Australia coach Darren Lehmann wants his batsmen to learn from mistakes made against India earlier this year, ahead of The Ashes starting July 10.
Story first published on: Sunday, 07 July 2013 09:33
Speaking to mediapersons on Saturday, Lehmann - appointed as head coach in place of Mickey Arthur on June 24 - admitted that batsmen had failed against spinners in the sub-continent but that the need was to learn and bounce back. " We didn't play Indian spinners well in the sub-continent. Full stop. We have done a lot of work on that and we are not hiding from that," he said. "We got to learn from that experience and that is what we want to bring to the table - how we want to play against certain types of bowlers. From that point of view, we are looking at all batting options." (Also read: England recall Graham Onions for 1st Test)
While a battered and bruised Australian outfit had then lost all four Tests against India, it now seeks to reverse its fortunes and reclaim The Ashes against hosts England. And Lehmann is keeping his cards close to his chest for now. Asked about the team composition, he said that the tourists are close to picking a side but cannot even give out hints. "We are very close to deciding on our side for the 1st Test. And no, I can't tell you who all are in. You look at the opposition and then you pick the best 11. This can be different from Test-to-Test. But for us, it's a case of picking the best side," he said.

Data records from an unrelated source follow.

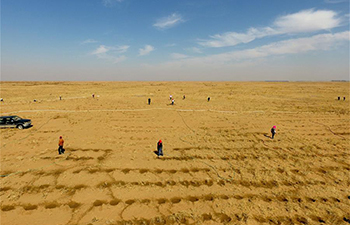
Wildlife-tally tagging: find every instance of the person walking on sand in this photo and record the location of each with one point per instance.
(60, 146)
(160, 148)
(273, 132)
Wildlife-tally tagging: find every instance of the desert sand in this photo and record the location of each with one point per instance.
(220, 165)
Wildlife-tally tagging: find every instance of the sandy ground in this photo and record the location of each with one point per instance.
(220, 165)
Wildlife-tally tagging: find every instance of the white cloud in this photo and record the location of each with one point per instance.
(300, 22)
(145, 51)
(119, 59)
(170, 45)
(169, 21)
(307, 21)
(109, 3)
(178, 56)
(88, 41)
(291, 46)
(194, 49)
(122, 49)
(102, 50)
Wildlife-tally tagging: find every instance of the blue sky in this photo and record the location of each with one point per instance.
(174, 40)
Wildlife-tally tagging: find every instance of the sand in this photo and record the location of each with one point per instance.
(220, 165)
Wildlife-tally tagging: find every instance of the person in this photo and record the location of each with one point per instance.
(160, 148)
(60, 146)
(273, 132)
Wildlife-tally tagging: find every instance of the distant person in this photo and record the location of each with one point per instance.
(160, 148)
(273, 132)
(60, 146)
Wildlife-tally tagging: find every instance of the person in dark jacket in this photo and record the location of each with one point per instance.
(273, 132)
(160, 148)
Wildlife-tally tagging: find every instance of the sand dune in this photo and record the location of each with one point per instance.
(220, 164)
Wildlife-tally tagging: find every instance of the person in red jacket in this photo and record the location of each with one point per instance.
(273, 132)
(60, 146)
(160, 148)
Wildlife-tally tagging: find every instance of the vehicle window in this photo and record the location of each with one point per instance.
(16, 118)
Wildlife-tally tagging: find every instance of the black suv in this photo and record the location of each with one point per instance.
(14, 121)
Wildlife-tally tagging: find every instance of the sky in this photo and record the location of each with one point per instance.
(174, 40)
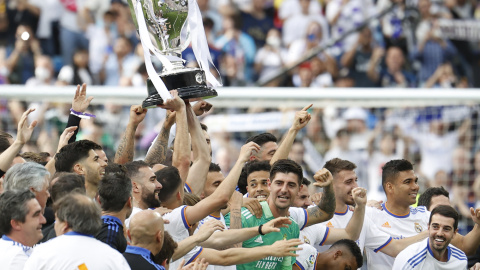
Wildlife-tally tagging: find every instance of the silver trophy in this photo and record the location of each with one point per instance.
(164, 30)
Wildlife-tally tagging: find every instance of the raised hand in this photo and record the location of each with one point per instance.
(66, 135)
(323, 178)
(137, 114)
(285, 248)
(201, 107)
(274, 225)
(302, 118)
(24, 131)
(246, 151)
(208, 228)
(359, 196)
(80, 101)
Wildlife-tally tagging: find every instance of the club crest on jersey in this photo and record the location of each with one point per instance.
(306, 240)
(418, 227)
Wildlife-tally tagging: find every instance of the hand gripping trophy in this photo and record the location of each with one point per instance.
(166, 28)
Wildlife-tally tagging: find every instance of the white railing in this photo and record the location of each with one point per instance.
(263, 97)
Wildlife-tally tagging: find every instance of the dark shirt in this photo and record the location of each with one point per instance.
(140, 259)
(111, 233)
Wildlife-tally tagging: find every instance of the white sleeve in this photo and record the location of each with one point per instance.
(300, 216)
(375, 239)
(401, 260)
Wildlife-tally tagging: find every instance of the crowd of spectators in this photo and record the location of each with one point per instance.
(95, 41)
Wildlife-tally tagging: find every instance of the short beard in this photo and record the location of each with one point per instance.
(150, 200)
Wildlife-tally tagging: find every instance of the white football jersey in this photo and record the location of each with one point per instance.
(396, 226)
(370, 236)
(419, 256)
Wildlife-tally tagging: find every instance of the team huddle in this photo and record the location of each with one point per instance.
(175, 209)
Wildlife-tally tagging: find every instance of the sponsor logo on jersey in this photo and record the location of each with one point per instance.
(386, 225)
(306, 240)
(418, 227)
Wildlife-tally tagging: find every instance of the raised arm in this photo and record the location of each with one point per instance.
(24, 132)
(234, 256)
(325, 209)
(126, 149)
(158, 152)
(80, 104)
(301, 120)
(222, 194)
(227, 238)
(201, 153)
(182, 148)
(355, 225)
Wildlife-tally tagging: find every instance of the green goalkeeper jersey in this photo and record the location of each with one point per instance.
(299, 219)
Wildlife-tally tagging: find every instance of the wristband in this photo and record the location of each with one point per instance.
(82, 115)
(260, 230)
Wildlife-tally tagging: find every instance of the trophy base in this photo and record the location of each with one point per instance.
(189, 83)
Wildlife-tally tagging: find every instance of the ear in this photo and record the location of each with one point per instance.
(135, 187)
(337, 254)
(78, 169)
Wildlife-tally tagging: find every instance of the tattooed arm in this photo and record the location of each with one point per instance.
(158, 151)
(326, 208)
(126, 148)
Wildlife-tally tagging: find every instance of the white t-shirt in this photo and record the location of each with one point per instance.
(178, 229)
(307, 257)
(75, 251)
(13, 255)
(419, 256)
(370, 236)
(398, 227)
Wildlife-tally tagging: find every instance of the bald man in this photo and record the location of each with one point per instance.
(146, 233)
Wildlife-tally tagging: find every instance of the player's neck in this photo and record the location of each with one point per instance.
(340, 206)
(277, 212)
(396, 208)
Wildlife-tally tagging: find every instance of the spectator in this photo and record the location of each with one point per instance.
(394, 73)
(77, 220)
(21, 219)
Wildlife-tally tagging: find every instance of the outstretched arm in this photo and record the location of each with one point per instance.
(325, 209)
(355, 225)
(235, 256)
(227, 238)
(126, 149)
(158, 152)
(301, 120)
(222, 194)
(201, 152)
(24, 132)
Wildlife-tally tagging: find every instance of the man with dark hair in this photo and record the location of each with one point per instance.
(145, 187)
(146, 233)
(268, 146)
(115, 196)
(77, 220)
(80, 157)
(435, 252)
(434, 196)
(400, 220)
(64, 184)
(303, 197)
(286, 177)
(343, 254)
(257, 180)
(21, 222)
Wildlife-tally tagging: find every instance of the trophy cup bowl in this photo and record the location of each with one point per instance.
(166, 22)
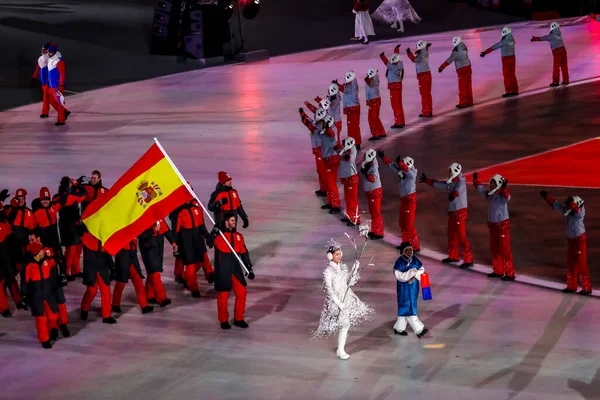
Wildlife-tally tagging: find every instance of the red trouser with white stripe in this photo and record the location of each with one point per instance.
(321, 169)
(577, 264)
(240, 302)
(353, 122)
(457, 234)
(375, 124)
(408, 209)
(73, 259)
(91, 292)
(154, 287)
(351, 198)
(509, 66)
(45, 322)
(424, 79)
(138, 285)
(396, 101)
(560, 63)
(500, 248)
(465, 86)
(333, 195)
(374, 198)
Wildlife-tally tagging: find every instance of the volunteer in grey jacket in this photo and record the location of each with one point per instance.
(460, 58)
(372, 185)
(421, 60)
(456, 188)
(407, 172)
(374, 104)
(509, 62)
(349, 177)
(559, 53)
(574, 211)
(499, 226)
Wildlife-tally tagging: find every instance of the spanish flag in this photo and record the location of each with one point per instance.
(146, 193)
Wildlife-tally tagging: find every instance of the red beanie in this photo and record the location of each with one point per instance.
(34, 248)
(224, 177)
(44, 193)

A clear objective that Lehmann did mention though was getting centuries from batsmen through the course of The Ashes. "We obviously want a hundred every game. Two, perhaps even three (in an innings) would be great. I do not think we have made many hundreds as a batting unit in a long period of time. We, as a team, need to make a lot of hundreds and that will make the job of our bowlers a lot easier."